The occa::kernelInfo object was replaced by occa::properties

v0.2

occa::kernelInfo kernelInfo;

kernelInfo.addDefine("p_foo", foo);

kernelInfo.addInclude("#include \"myfile.okl\"");
kernelInfo.addIncludeDefine("myfile.okl");

kernelInfo.addCompilerFlag("-O3");
kernelInfo.addCompilerFlag(" -DN=10");

occa::kernel addVectors = device.buildKernelFromSource("addVectors.okl",
                                                       "addVectors",
                                                       kernelInfo);

occa::kernel addVectors = device.buildKernelFromString("kernel void ...",
                                                       "addVectors",
                                                       kernelInfo);

v1.0

occa::properties props = occa::getKernelProperties();

props["defines/p_foo"]    = foo;
props["defines"]["p_foo"] = foo;

props["header"]   += "#include \"myfile.okl\"";
props["includes"] += "myfile.okl";

props["compilerFlag"]  = "-O3";
props["compilerFlag"] += " -DN=10"; // Note the space since we're creating a string

occa::kernel addVectors = device.buildKernel("addVectors.okl",
                                            "addVectors",
                                            props);

occa::kernel addVectors = device.buildKernelFromString("kernel void ...",
                                                       "addVectors",
                                                       props);

Memory

We can pass occa::properties to device::malloc to expose additional backend features.

v0.2

occa::memory o_a = device.malloc(2 * sizeof(int));
occa::memory o_b = device.malloc(2 * sizeof(int), ptr);

v1.0

occa::memory o_a = device.malloc(2 * sizeof(int));
occa::memory o_b = device.malloc(2 * sizeof(int), ptr);

## Use CUDA managed memory
occa::memory o_c = device.malloc(2 * sizeof(int), "managed: true");
occa::memory o_d = device.malloc(2 * sizeof(int), ptr, "managed: true");

When coping data between hosts/devices, async must now be passed as a property

v0.2

o_a.copyTo(a);
o_a.asyncCopyTo(a);

v1.0

o_a.copyTo(a);
o_a.copyTo(a, "async: true");

To avoid parsing the string every time, the property can be created and reused

v1.0

occa::properties async = "async: true";
o_a.copyTo(a, async);

Stream

v0.2

occa::streamTag tag;

tag.clEvent;
tag.cuEvent;

v1.0

occa::streamTag tag;

cl_event *event = (cl_event*) tag.handle;
CUevent *event  = (CUevent*) tag.handle;

Timer

The occa::timer was taken out since it seemed out of scope for the project.
An occa::kernel profiler might be added later though.

OKL

A new parser is being developed for the sake of user-friendly error outputs and no memory leaks.
Additonally, it's made to be extended for future backends outside of the OCCA repository.
For that reason, the custom qualifiers such as shared and exclusive needed to be generalized.

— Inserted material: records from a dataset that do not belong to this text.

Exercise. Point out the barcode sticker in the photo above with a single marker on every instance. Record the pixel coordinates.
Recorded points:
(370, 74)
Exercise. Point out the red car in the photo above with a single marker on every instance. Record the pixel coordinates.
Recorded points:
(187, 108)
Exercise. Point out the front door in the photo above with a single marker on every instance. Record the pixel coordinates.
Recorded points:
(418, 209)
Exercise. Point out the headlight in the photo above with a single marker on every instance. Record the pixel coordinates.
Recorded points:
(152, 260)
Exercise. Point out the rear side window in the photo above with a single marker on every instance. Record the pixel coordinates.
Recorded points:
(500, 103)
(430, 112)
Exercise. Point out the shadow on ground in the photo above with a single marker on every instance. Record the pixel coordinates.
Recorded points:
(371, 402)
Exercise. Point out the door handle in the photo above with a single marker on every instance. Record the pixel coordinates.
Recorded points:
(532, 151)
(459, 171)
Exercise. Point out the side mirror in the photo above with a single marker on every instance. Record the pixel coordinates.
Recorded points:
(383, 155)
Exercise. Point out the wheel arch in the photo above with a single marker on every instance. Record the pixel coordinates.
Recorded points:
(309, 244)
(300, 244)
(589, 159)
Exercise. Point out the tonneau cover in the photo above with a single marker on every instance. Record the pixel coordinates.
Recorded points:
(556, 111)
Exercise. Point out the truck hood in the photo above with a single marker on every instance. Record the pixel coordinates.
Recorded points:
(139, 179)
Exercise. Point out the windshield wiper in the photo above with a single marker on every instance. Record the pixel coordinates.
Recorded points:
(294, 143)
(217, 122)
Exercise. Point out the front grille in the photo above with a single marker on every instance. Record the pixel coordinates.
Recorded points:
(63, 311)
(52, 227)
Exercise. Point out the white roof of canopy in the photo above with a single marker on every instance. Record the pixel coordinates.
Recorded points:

Before the release of 1.0, the following keywords will be changed to attributes (e.g. @attr)

shared           -> @shared
exclusive        -> @exclusive
kernel           -> @kernel
barrier          -> @barrier
restrict         -> @restrict
outer, outer0... -> @outer, @outer(0), ...
tile(256)        -> @tile(256)

Attributes are simliar to #pragmas that can be ignored and are meant to be handled by each backend in its own way.
For example, @shared doesn't mean anything in CPU modes.

Missing 1.0 Features

Stable C++ API, still missing updates on:

  • C API
  • OKL Parser
  • Backends
    • Serial
    • OpenMP
    • OpenCL
    • CUDA
    • Threads
  • Documentation
  • API Testing